Receive SNMP traps/informs

Meridian lets you receive and process SNMP traps and informs out of the box. The Meridian services run as an unprivileged user and cannot bind on port numbers below 1024 without escalated privileges. For this reason, the default port for the SNMP trap/inform listener is set to 10162/udp instead of the IANA registered port number 162/udp. The following example shows how to configure the local firewall daemon to forward port 162/udp to 10162/udp.

If you need the SNMP trap listener on port 162/udp directly, see Binding to privileged ports.
  • CentOS/RHEL 7/8/9

Enable Masquerade to allow port forwarding
sudo firewall-cmd --permanent --add-masquerade
Forward SNMP trap UDP port 162 to 10162
sudo firewall-cmd --permanent --add-port=162/udp
sudo firewall-cmd --permanent --add-port=10162/udp
sudo firewall-cmd --permanent --add-forward-port=port=162:proto=udp:toport=10162
sudo systemctl reload firewalld

You can verify your firewall and port forwarding configuration by sending an SNMP trap from a remote system to your Meridian instance:

snmptrap -v 2c -c public opennms-core-host '' 1.3.6.1.4.1.2021.991.17 .1.3.6.1.2.1.1.6.0 s "Milky Way" (1)(2)
1 By default, Meridian uses the public community string. If you changed the community string in Meridian, use the updated name here.
2 Replace opennms-core-host with your Meridian instance’s IP or FQDN.
On RHEL and CentOS, the snmptrap command line tool is part of the net-snmp-utils.
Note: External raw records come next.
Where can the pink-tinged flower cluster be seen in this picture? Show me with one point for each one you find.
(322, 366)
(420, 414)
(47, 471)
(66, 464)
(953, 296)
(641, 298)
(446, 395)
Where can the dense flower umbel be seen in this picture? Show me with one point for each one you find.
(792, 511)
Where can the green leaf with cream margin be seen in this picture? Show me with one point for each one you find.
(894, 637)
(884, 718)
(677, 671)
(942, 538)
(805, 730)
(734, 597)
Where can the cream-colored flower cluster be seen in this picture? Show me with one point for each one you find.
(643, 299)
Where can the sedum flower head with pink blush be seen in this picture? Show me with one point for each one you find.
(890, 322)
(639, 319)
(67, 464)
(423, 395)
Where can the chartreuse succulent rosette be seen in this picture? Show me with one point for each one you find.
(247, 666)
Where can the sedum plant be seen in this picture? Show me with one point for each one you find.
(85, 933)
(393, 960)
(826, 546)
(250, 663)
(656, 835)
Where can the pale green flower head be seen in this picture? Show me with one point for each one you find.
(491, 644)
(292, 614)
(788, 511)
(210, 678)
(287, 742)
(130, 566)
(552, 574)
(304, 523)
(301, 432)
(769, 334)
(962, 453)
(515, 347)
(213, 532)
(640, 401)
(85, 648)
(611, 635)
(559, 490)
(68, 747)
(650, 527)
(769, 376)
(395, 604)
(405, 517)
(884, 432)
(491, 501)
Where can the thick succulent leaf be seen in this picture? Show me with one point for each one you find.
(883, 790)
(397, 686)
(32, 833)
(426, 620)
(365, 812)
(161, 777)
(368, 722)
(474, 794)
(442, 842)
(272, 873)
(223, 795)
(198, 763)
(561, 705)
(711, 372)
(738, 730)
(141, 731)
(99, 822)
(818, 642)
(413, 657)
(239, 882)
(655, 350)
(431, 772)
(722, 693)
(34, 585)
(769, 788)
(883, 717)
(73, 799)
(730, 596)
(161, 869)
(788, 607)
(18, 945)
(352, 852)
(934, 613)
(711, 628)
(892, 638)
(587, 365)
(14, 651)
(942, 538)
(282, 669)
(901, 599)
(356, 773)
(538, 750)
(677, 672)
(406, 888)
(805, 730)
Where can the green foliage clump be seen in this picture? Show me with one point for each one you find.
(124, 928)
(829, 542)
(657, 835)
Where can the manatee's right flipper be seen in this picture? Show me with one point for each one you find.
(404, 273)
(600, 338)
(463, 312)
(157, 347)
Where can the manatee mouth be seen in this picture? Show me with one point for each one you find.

If you run on Debian or Ubuntu, the tool is part of the snmp-utils package.

To verify your configuration, look for an SNMP trap event in the Meridian web UI:

  1. Sign in to the web UI.

  2. Click Status  Events.

  3. Under Event Queries, select All Events.

  4. Search the list for a uei.opennms.org/generic/traps/EnterpriseDefault event from your test host.